Error: Job 32934881 finished
at /home/node/studio/build/server/server/start-daemon.js:290:48
at process.processTicksAndRejections (node:internal/process/task_queues:95:5)
error: password authentication failed for user “studio-service”
at async publishJobFinished (/home/node/studio/build/server/server/start-daemon.js:161:41)
at async /home/node/studio/build/server/server/start-daemon.js:259:37
2025-05-15T00:23:11.476Z level=error logger=server msg=“Failed job execution”
Error: Job 32934881 finished
Application exited with code 1
Job failed (see above)

Hi @ereichPwc

Oh this is strange looking, thanks for reaching out, let me check with our infra and platform team.

Best

Eoin

Fyi @ferjm_ei and @nabilkoroghli

Hi Eoin,
Do you have any status regarding this issue?

Thanks,
Edwin

Hi @ereichPwc

During your initial job I got confirmation that this was an infrastructure issue, we had approx 2min of downtime as a patch was applied and rolled back.
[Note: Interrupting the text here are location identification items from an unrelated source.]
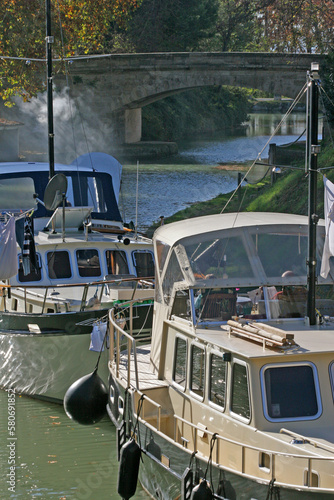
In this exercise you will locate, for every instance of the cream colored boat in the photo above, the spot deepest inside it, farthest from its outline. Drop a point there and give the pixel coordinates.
(236, 388)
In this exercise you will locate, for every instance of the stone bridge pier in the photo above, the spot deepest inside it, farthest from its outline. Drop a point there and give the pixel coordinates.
(123, 83)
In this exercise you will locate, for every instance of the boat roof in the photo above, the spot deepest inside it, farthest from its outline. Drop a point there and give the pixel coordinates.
(307, 339)
(173, 233)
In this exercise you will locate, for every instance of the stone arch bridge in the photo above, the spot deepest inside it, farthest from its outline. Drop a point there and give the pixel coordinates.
(123, 83)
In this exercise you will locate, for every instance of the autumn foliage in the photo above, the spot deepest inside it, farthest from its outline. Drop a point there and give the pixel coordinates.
(79, 27)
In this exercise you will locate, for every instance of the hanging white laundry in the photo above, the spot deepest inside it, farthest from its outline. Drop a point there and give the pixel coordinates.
(8, 250)
(97, 337)
(328, 250)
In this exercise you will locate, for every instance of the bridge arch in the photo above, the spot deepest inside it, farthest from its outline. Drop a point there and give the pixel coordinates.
(124, 83)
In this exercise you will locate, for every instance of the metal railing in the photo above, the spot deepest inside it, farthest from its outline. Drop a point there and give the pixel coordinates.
(116, 332)
(40, 293)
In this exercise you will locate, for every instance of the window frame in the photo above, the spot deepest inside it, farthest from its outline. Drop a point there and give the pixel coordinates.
(69, 260)
(316, 386)
(246, 420)
(191, 389)
(175, 348)
(77, 263)
(133, 257)
(39, 258)
(116, 250)
(218, 354)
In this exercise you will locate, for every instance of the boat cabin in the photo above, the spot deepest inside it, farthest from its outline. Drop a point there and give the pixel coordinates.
(229, 326)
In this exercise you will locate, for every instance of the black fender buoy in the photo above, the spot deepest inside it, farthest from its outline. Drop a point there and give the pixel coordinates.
(85, 400)
(202, 491)
(128, 469)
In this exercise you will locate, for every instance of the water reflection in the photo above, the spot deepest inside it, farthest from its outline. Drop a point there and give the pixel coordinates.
(194, 174)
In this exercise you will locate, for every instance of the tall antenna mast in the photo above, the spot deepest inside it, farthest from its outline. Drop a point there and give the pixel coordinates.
(49, 41)
(312, 151)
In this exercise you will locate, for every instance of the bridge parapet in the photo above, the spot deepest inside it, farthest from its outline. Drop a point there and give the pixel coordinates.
(125, 82)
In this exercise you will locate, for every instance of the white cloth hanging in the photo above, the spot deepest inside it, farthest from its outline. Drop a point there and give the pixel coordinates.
(328, 250)
(97, 337)
(8, 250)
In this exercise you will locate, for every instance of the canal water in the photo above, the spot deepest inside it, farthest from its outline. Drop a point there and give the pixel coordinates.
(195, 174)
(46, 455)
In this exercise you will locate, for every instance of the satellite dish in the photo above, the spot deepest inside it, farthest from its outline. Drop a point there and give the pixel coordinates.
(54, 192)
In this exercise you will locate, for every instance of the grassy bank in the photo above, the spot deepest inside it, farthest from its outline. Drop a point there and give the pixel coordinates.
(196, 112)
(289, 194)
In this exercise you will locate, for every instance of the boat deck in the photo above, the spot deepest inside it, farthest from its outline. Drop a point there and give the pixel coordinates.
(147, 379)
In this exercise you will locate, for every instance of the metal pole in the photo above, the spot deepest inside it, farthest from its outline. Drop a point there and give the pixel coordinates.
(49, 41)
(312, 208)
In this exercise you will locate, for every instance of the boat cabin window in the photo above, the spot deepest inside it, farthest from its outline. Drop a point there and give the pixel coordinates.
(331, 376)
(87, 191)
(240, 404)
(219, 258)
(59, 266)
(290, 392)
(181, 304)
(17, 193)
(197, 370)
(144, 264)
(172, 275)
(88, 263)
(281, 252)
(33, 275)
(180, 361)
(215, 304)
(217, 391)
(117, 262)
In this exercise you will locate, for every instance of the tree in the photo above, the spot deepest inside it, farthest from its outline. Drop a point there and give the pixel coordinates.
(237, 28)
(79, 27)
(172, 25)
(299, 25)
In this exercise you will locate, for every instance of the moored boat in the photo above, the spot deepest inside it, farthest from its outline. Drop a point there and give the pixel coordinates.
(78, 271)
(233, 396)
(73, 261)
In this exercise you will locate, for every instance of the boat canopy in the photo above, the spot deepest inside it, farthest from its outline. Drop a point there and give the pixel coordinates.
(235, 250)
(21, 183)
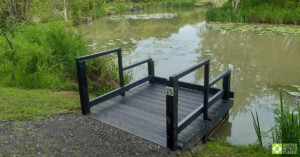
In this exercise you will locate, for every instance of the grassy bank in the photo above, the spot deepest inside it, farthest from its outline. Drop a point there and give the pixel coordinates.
(223, 148)
(76, 11)
(18, 103)
(258, 11)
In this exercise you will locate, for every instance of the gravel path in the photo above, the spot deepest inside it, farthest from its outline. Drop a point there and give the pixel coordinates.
(72, 135)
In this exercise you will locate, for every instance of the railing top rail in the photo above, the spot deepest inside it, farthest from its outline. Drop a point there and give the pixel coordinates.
(137, 64)
(222, 75)
(190, 69)
(97, 54)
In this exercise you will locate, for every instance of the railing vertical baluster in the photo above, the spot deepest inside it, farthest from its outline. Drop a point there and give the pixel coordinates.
(226, 86)
(151, 71)
(83, 87)
(206, 91)
(172, 112)
(121, 70)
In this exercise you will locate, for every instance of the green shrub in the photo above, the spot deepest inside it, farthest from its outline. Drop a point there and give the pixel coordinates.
(287, 12)
(287, 129)
(43, 56)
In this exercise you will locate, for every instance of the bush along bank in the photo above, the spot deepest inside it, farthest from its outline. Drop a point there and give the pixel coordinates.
(43, 56)
(257, 11)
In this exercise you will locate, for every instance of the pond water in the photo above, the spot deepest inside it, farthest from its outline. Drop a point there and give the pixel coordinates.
(259, 55)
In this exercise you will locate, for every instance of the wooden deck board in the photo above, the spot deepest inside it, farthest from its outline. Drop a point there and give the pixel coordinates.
(142, 112)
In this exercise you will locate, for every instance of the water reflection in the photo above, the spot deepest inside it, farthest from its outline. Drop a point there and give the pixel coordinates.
(179, 42)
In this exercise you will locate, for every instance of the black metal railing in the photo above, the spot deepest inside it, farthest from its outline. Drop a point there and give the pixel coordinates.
(83, 85)
(173, 127)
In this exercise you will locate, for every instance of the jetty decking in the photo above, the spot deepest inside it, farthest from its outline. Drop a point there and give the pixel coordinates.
(165, 111)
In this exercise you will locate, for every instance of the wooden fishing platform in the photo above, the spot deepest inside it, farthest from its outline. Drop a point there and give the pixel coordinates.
(164, 111)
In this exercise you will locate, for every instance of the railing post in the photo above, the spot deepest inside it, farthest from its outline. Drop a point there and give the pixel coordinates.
(172, 112)
(121, 70)
(206, 91)
(151, 70)
(83, 87)
(226, 85)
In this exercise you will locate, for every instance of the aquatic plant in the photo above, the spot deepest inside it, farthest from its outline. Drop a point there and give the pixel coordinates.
(257, 129)
(260, 29)
(258, 11)
(287, 128)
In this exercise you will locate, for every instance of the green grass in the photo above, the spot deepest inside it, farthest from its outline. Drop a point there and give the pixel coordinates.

It was unfortunate timing to coincide with your long running job, we don’t often have issues but it was unlucky that your job was running during this window.

The second failure looks like you need to increase the training time of your job, this would mean moving tier to the enterprise level, or increasing the job duration with your sales rep, are you already engaged with solutions / sales?

Best

Eoin

Hi Eoin,
Thanks for looking into this and responding.

Regarding your comments about the second failure:

  • The training time limit is set to 1-week so I don’t see how that made it stop in 1-day.
  • I am on the enterprise level
  • I had double the memory limits before I ran the second training, which stopped in half the time.

I am currently set to the maximum memory supported by the system.